NLRB Reaffirms Employer’s Right to Require Confidentiality During Internal Investigation
In Securitas Security Services, the National Labor Relations Board concluded that the employer lawfully required confidentiality during an internal investigation of a confrontation and allegation of racial discrimination. Specifically, a manager told an employee that all employees were prohibited from discussing the confrontation and investigation while the investigation was ongoing.

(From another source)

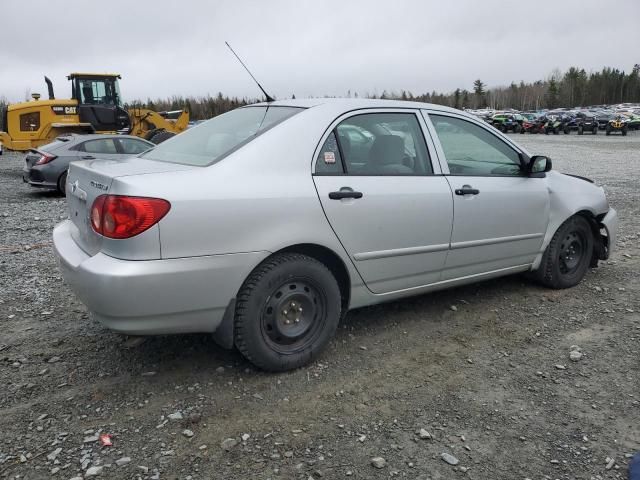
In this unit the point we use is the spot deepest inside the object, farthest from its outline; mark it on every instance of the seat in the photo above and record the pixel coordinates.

The Board reaffirmed its 2019 decision in Apogee Retail LLC establishing that confidentiality rules limited to the duration of an investigation are categorically lawful. (See our discussion of Apogee Retail here.)
Additionally, in this case, the manager added that after the investigation is concluded “if anyone starts conversing about [the incident and investigation] and those conversations become a distraction to the workplace, anyone involved in conversing could face disciplinary action in accordance with the handbook.” In a footnote, the Board noted that an objectively reasonable employee would understand that this statement was not part of its confidentiality policy, but rather as a reminder that, while not banned, conversation about the confrontation and investigation would remain subject to work rules against disruptive, inappropriate, or abusive workplace discussions. (Recall, in Apogee Retail, the Board remanded the case to address whether the justification for the employer’s confidentiality rule requiring confidentiality after the investigation outweighed the rule’s effect on employees’ rights under the National Labor Relations Act.)
The takeaway here is a reaffirmation that employers may require employees to maintain confidentiality during an internal investigation. Further, while requiring confidentiality after the investigation will be subject to increased Board scrutiny, employers may remind employees that post-investigation discussion of the investigation or underlying incident remain subject to the employer’s civility work rules.